Friday, April 2, 2010

Environmental Vow: Part Eight


In parallel with the religious faith that sustain people like the Benedictines, there is a second, factor that has also served to motivate people: honour.

Most people are absolutely terrified of being wounded or dying. Yet for as long as religion has been breeding saints who overcome their frailties through faith, the military has also been able to create heros who do much the same thing out of a sense of honour . Indeed, if you look at the historical record, the ability to inculcate a sense of honour in a nation's soldiers has often been the strongest indicator of military success. In the age of black powder armies, for example, battle usually consisted of two armies walking very close to each other and blasting away until one side lost its nerve and ran away. The question is, why didn't the soldiers always immediately funk-out and run? The secret wasn't any fear of being caught and executed (18th century armies all suffered huge desertion rates---but that was usually between battles, not during them), but rather because of morale or esprit de corps. That is, the officers discovered that through a certain type of training the soldiers in their armies could so identify with the regiment that they would be more concerned about besmirching its honour than losing their life.

This rearrangement of priorities did not only apply to enlisted men. Officers were expected to expose themselves to as much danger as the men and routinely did; and just as routinely died. The concept of honour was a very important issue to them and they really did put “king and country” ahead of their own personal interests. Consider the dying of words of General Wolfe:

"See how they run." one of the officers exclaimed, as the French fled in confusion before the leveled bayonets.

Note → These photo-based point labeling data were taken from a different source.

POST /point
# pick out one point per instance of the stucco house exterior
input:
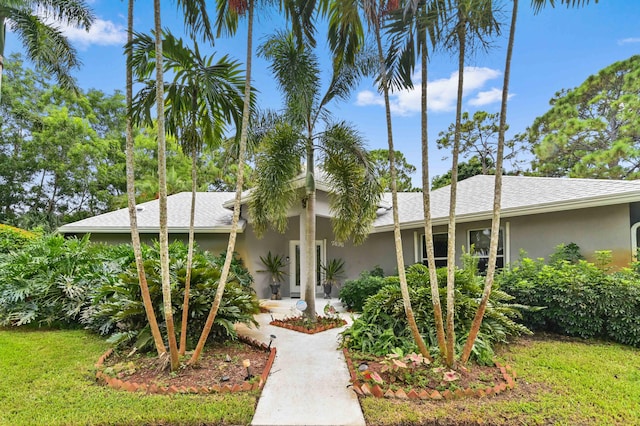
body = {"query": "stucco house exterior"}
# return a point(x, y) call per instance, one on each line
point(537, 214)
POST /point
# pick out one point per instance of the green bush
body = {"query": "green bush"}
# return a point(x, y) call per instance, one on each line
point(48, 282)
point(383, 325)
point(118, 310)
point(354, 293)
point(579, 299)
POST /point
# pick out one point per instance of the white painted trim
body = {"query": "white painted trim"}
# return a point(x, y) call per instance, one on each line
point(607, 200)
point(292, 265)
point(507, 243)
point(634, 240)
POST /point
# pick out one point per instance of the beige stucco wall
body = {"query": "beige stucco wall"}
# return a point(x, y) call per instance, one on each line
point(598, 228)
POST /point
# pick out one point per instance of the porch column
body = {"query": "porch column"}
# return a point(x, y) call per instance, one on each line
point(303, 254)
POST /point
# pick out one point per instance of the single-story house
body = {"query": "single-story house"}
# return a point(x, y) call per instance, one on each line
point(538, 213)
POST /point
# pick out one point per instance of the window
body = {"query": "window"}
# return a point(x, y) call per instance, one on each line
point(439, 249)
point(481, 239)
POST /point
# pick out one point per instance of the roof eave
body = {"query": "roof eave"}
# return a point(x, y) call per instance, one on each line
point(523, 211)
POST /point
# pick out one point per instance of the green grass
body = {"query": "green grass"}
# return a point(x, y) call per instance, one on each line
point(560, 381)
point(47, 377)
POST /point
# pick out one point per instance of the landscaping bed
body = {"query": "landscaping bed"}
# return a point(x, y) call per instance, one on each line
point(232, 366)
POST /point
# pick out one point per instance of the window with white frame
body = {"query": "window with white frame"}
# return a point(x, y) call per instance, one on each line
point(480, 239)
point(439, 249)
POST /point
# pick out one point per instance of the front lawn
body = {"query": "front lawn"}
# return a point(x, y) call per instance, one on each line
point(46, 377)
point(560, 381)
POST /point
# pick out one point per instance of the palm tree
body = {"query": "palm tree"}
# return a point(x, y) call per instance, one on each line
point(44, 43)
point(133, 220)
point(228, 14)
point(410, 29)
point(355, 192)
point(202, 98)
point(162, 189)
point(495, 221)
point(346, 18)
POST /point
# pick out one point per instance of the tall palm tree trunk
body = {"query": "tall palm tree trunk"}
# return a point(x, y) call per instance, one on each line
point(3, 32)
point(162, 184)
point(238, 197)
point(497, 196)
point(310, 235)
point(131, 200)
point(426, 205)
point(404, 287)
point(451, 246)
point(187, 280)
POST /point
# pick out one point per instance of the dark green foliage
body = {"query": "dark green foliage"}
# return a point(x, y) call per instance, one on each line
point(354, 293)
point(580, 299)
point(49, 282)
point(383, 325)
point(566, 252)
point(118, 310)
point(12, 239)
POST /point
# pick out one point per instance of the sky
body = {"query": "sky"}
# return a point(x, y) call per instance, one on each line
point(555, 49)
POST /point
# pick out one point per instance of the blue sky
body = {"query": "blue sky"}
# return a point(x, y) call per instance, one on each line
point(555, 49)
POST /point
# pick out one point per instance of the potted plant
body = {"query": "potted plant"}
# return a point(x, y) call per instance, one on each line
point(274, 265)
point(333, 271)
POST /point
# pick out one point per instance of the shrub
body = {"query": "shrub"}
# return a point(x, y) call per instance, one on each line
point(383, 326)
point(579, 299)
point(118, 310)
point(354, 293)
point(48, 282)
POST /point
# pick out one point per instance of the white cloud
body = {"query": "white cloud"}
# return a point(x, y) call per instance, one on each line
point(442, 92)
point(103, 33)
point(367, 97)
point(487, 97)
point(629, 40)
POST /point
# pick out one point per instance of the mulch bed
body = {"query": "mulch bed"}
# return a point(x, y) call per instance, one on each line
point(303, 325)
point(375, 376)
point(221, 367)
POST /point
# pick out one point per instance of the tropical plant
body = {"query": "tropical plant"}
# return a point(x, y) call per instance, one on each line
point(354, 293)
point(43, 41)
point(495, 221)
point(131, 195)
point(49, 282)
point(579, 299)
point(201, 100)
point(354, 194)
point(117, 309)
point(383, 325)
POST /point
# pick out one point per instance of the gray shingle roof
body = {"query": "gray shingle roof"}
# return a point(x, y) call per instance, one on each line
point(521, 195)
point(210, 216)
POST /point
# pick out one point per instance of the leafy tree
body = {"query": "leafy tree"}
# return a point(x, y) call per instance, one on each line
point(355, 192)
point(62, 152)
point(466, 169)
point(411, 28)
point(202, 99)
point(380, 159)
point(479, 139)
point(44, 42)
point(473, 21)
point(592, 131)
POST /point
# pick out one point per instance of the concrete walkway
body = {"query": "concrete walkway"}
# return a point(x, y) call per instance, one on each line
point(309, 380)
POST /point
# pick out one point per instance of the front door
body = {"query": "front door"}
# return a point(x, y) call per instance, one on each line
point(294, 266)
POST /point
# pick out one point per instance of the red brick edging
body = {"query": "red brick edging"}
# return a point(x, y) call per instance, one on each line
point(285, 324)
point(364, 389)
point(116, 383)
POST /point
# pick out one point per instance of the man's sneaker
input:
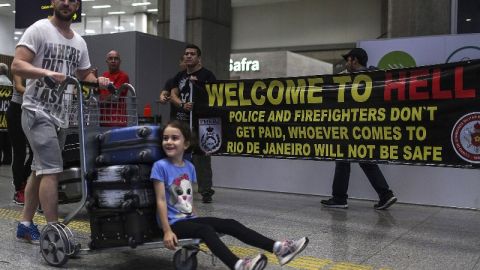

"Who run?" demanded Wolfe, opening his eyes like a man aroused from sleep.

"The enemy, sir," was the reply; "they give way everywhere."

"Then," said the dying general, "tell Colonel River, to cut off their retreat from the bridge. Now, God be praised, I die contented," he murmured; and, turning on his side, he calmly breathed his last breath.

Modern warfare isn't as cut and dried as in the time of black powder muskets, but it still requires a level of sustained courage that goes beyond normal experience. It takes a lot of “guts” to ride around in a LAV, never knowing if the road beneath your feet will explode. Similarly, it is enormously trying to engage with a populace never knowing if someone in the crowd is wearing a vest made of TNT. In its own way, going out on patrol in Afganhistan is just as nerve-wracking as standing in a “thin red line” while waiting for the the officer to tell you to fire at the approaching French columns while the artillery and skirmishers kill men all around you. In both cases study after study has shown that the reason why men will endure this sort of suffering is not because of patriotism or some other reason, but instead one of “not letting the other guys down”, which, in essense, is what “esprite d'ecorps” or the “honour of the regiment” usually boils down to.

Modern armies have created a culture that goes to enormous lengths to create this sense of honour. In fact, it is a key element of the basic training experience---along with teaching the soldiers certain skills, how to take orders and raising their level of physical fitness. Going over obstacle courses, being yelled at by sargeants, bashing squares, and spit-and-polish rituals, are only of very minimal value in actual battle. Why they have been retained by all the militaries of the world is because they inculcate an emotional reprioritization where soldiers put the good of their regiment ahead of their own personal safety. And it is that reprioritization that allows officers to give suicidially dangerous orders to their men with the confident expectation that they will in fact be be carried out. This is the ultimate authority in military discipline, and discipline is the mother of victory. In effect, military power ultimately comes from how deeply our soldiers honour and love their regiment.

Just as the Benedictines were a social institution that developed faith and love of God as a mechanism to overcome people's inherent inability to live together communally, so the armed forces are able to use honour to similarly overcome the terror of battle.